Well, you probably know my answer, if you read my article at
http://unicorn.us.com/trading/expectancy.html
> Performance Statistics for Position trading:
>
> Statistic Value Description of Stat
> ================================================================
>
> Mathematical Expectancy > 0.6 $ return for $ risked
>
> Opportunity * Expectancy > 2.0 Opportunity = Trades per Year
Huh? An opportunity factor of 2 and an expectancy of 0.6? That's
only 3 trades per year! You want to maximize both.
> Win/Loss Ratio > 2.0 [ AvgWin / AvgLoss ]
>
> Profit Factor > 3.0
>
> Annual Return on Account > 50% account = [(Margin*4)+(MDD*2)]
>
> Net Profit to MDD Ratio > 3.0
>
> Percentage DrawDown < 30%
Actually, opportunity factor pretty much captures all the rest ofse.
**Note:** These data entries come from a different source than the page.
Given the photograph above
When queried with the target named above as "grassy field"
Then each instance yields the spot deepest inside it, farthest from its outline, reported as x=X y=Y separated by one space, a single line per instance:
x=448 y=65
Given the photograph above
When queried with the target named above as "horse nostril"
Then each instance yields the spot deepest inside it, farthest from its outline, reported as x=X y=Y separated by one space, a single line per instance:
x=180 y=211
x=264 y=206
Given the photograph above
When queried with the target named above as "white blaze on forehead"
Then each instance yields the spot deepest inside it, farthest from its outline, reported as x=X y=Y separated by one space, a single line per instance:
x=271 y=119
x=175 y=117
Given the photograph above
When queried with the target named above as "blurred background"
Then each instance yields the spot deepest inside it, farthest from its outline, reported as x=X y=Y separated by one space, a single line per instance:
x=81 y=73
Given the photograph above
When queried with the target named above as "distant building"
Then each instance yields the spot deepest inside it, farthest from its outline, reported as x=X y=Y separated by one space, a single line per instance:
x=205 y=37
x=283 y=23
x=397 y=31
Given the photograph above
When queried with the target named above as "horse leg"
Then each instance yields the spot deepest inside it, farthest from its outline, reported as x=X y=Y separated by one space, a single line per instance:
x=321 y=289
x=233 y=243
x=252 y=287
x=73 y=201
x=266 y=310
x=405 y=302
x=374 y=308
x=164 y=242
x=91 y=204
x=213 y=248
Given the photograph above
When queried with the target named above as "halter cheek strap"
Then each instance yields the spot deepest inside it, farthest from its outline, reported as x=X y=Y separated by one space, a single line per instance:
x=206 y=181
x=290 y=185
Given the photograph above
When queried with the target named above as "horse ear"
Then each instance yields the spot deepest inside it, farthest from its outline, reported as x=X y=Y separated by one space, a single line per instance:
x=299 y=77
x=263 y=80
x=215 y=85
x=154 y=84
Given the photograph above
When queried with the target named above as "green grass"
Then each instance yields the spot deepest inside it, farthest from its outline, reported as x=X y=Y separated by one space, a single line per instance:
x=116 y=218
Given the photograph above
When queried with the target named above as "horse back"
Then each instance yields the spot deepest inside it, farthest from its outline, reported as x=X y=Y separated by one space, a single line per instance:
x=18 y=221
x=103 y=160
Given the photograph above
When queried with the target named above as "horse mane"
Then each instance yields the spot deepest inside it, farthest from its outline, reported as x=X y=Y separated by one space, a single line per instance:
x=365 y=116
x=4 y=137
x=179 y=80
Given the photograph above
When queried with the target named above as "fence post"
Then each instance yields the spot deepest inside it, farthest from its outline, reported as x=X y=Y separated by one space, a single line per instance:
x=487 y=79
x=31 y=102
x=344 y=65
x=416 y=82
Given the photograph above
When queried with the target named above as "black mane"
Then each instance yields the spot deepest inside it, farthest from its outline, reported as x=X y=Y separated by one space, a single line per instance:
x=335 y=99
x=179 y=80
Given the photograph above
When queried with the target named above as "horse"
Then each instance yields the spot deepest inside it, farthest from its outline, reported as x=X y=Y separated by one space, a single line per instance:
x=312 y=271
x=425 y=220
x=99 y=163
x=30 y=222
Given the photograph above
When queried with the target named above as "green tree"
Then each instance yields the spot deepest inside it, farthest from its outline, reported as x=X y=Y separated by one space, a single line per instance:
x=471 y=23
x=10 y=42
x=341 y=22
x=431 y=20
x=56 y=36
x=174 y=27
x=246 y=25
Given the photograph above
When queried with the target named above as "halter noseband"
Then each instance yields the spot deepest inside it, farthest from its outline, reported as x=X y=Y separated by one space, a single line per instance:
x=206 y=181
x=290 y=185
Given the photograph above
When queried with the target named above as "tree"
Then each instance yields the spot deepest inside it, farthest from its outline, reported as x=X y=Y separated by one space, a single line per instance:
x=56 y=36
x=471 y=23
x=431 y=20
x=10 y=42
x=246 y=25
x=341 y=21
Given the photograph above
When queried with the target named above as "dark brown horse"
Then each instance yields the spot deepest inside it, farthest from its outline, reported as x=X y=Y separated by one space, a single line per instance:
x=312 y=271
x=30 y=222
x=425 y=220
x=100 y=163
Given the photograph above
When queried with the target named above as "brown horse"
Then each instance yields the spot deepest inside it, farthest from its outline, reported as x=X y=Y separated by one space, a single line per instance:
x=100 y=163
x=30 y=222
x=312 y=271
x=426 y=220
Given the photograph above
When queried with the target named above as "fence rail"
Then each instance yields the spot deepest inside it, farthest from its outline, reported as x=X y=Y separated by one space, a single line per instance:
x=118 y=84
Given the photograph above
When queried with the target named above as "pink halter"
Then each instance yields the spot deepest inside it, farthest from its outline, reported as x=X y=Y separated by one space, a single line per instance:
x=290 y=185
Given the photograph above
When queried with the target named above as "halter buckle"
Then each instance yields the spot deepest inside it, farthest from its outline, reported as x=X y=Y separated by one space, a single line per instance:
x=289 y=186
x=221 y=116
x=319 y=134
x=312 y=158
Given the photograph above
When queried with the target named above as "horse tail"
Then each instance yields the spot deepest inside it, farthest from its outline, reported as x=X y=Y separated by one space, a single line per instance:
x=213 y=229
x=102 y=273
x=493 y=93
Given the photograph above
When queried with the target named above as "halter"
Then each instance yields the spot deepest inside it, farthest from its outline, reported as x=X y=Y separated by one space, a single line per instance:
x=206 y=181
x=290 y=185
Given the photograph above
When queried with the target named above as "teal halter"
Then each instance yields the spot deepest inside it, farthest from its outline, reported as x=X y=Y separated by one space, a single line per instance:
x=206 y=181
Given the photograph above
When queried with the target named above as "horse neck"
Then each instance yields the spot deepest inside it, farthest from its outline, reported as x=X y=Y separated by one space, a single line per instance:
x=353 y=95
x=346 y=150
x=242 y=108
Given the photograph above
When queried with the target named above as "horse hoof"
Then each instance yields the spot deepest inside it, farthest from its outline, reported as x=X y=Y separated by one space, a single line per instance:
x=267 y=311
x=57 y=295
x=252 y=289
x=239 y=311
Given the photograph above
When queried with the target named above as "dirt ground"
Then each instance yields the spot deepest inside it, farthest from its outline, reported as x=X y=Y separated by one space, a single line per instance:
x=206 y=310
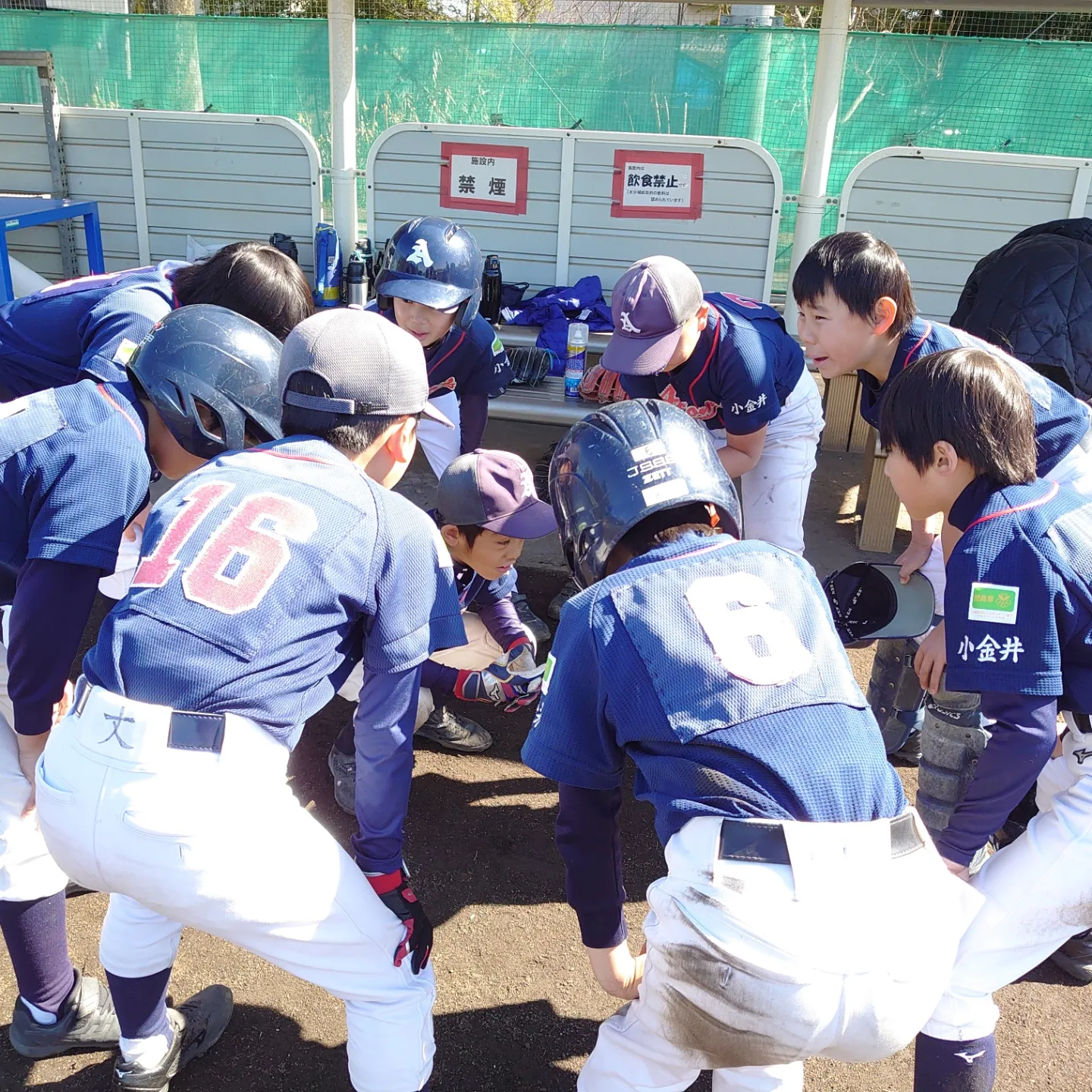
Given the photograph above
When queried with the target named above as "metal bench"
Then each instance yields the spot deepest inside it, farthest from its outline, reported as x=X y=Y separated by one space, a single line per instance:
x=545 y=404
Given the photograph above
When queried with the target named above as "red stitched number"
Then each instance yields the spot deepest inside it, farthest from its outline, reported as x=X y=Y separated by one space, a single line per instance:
x=158 y=567
x=253 y=541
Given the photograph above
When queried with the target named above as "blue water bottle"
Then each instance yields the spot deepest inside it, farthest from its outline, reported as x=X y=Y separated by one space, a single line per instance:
x=576 y=356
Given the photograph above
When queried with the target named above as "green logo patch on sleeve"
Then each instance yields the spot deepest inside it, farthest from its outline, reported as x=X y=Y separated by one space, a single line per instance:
x=994 y=603
x=548 y=672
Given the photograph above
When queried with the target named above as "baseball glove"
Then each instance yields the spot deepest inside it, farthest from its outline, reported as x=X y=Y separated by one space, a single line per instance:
x=541 y=473
x=602 y=386
x=530 y=366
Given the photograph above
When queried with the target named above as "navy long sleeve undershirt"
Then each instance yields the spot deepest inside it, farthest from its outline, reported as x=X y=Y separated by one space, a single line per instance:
x=473 y=414
x=49 y=613
x=1021 y=742
x=590 y=842
x=384 y=729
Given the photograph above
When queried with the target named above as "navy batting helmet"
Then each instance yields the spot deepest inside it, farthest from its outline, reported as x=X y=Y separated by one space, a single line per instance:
x=434 y=261
x=625 y=462
x=213 y=377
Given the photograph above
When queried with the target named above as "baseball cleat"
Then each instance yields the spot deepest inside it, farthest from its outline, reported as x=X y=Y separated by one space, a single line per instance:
x=569 y=588
x=198 y=1025
x=538 y=629
x=86 y=1021
x=454 y=733
x=343 y=767
x=1075 y=957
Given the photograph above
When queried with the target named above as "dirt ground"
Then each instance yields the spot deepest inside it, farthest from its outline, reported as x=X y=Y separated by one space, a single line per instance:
x=516 y=1006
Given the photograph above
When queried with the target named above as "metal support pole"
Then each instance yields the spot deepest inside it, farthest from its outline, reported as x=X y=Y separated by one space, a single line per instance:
x=826 y=87
x=42 y=60
x=341 y=27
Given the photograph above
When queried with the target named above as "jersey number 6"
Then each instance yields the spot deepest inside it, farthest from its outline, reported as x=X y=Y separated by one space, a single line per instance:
x=755 y=642
x=240 y=560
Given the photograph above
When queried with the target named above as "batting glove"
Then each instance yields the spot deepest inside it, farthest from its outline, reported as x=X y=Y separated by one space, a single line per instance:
x=524 y=659
x=501 y=682
x=397 y=896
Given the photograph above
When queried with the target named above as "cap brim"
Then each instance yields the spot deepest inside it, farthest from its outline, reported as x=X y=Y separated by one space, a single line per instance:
x=532 y=521
x=640 y=356
x=915 y=604
x=431 y=411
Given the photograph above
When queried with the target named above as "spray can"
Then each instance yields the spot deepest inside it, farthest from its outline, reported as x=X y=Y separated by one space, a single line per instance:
x=491 y=288
x=576 y=357
x=356 y=290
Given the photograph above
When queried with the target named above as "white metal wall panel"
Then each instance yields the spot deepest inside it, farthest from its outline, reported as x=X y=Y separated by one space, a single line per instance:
x=216 y=177
x=568 y=231
x=943 y=210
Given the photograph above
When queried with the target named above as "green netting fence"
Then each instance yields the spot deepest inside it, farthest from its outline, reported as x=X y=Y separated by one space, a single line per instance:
x=987 y=94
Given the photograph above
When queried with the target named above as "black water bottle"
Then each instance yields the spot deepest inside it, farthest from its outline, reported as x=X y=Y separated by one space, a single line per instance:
x=356 y=288
x=491 y=288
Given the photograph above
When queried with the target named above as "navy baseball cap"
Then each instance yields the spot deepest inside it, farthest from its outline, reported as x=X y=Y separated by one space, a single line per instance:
x=651 y=304
x=496 y=491
x=869 y=602
x=374 y=367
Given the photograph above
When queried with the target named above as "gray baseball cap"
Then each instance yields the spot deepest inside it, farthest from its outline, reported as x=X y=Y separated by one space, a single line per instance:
x=496 y=491
x=651 y=303
x=372 y=366
x=869 y=602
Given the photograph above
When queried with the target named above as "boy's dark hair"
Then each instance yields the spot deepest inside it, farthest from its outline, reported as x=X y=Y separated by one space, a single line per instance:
x=667 y=526
x=469 y=532
x=349 y=434
x=253 y=278
x=860 y=270
x=971 y=399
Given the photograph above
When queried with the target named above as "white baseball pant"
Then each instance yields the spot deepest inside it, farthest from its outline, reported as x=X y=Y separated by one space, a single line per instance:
x=218 y=842
x=1037 y=895
x=479 y=651
x=752 y=968
x=27 y=869
x=774 y=493
x=439 y=444
x=1074 y=471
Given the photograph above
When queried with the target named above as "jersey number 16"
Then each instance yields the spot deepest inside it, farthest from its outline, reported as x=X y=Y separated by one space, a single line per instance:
x=240 y=558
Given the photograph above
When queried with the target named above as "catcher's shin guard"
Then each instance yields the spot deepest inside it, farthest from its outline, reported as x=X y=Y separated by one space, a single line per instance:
x=893 y=692
x=952 y=739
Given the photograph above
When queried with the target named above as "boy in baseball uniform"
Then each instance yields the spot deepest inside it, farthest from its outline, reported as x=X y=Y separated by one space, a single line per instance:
x=960 y=428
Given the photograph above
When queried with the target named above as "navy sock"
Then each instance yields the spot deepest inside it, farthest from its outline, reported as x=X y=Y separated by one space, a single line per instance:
x=141 y=1005
x=37 y=945
x=347 y=741
x=943 y=1065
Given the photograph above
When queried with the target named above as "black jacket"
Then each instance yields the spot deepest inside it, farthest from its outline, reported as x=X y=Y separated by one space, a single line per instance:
x=1033 y=297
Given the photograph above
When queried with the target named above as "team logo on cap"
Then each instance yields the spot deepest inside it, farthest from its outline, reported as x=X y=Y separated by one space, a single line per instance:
x=421 y=255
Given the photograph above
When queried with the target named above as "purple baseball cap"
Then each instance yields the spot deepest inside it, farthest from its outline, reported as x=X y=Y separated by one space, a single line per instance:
x=496 y=491
x=651 y=303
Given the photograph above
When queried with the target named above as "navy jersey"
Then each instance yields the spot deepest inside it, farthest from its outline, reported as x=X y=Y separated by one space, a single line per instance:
x=468 y=362
x=1060 y=419
x=1018 y=604
x=714 y=665
x=739 y=375
x=256 y=571
x=74 y=472
x=89 y=325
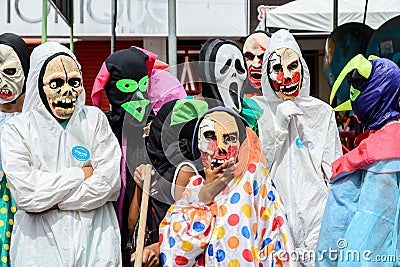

tho In my opinion it's the best objective measurement you can u se.
> What I am trying to determine is:
> * what statistics are truly useful; and
> * what base values are considered acceptable.
To me, any expectancy over 0.30 is acceptable for position trading.
I made one (after much curve fitting) go as high as 0.50. The
results are distributed with my ProSizer software. It goes from
$10K to $2 million in 200 trades (which took about 3 years). So the
opportunity factor is very high.
No way I'd ever trade it though. *I* know it's curve fitted.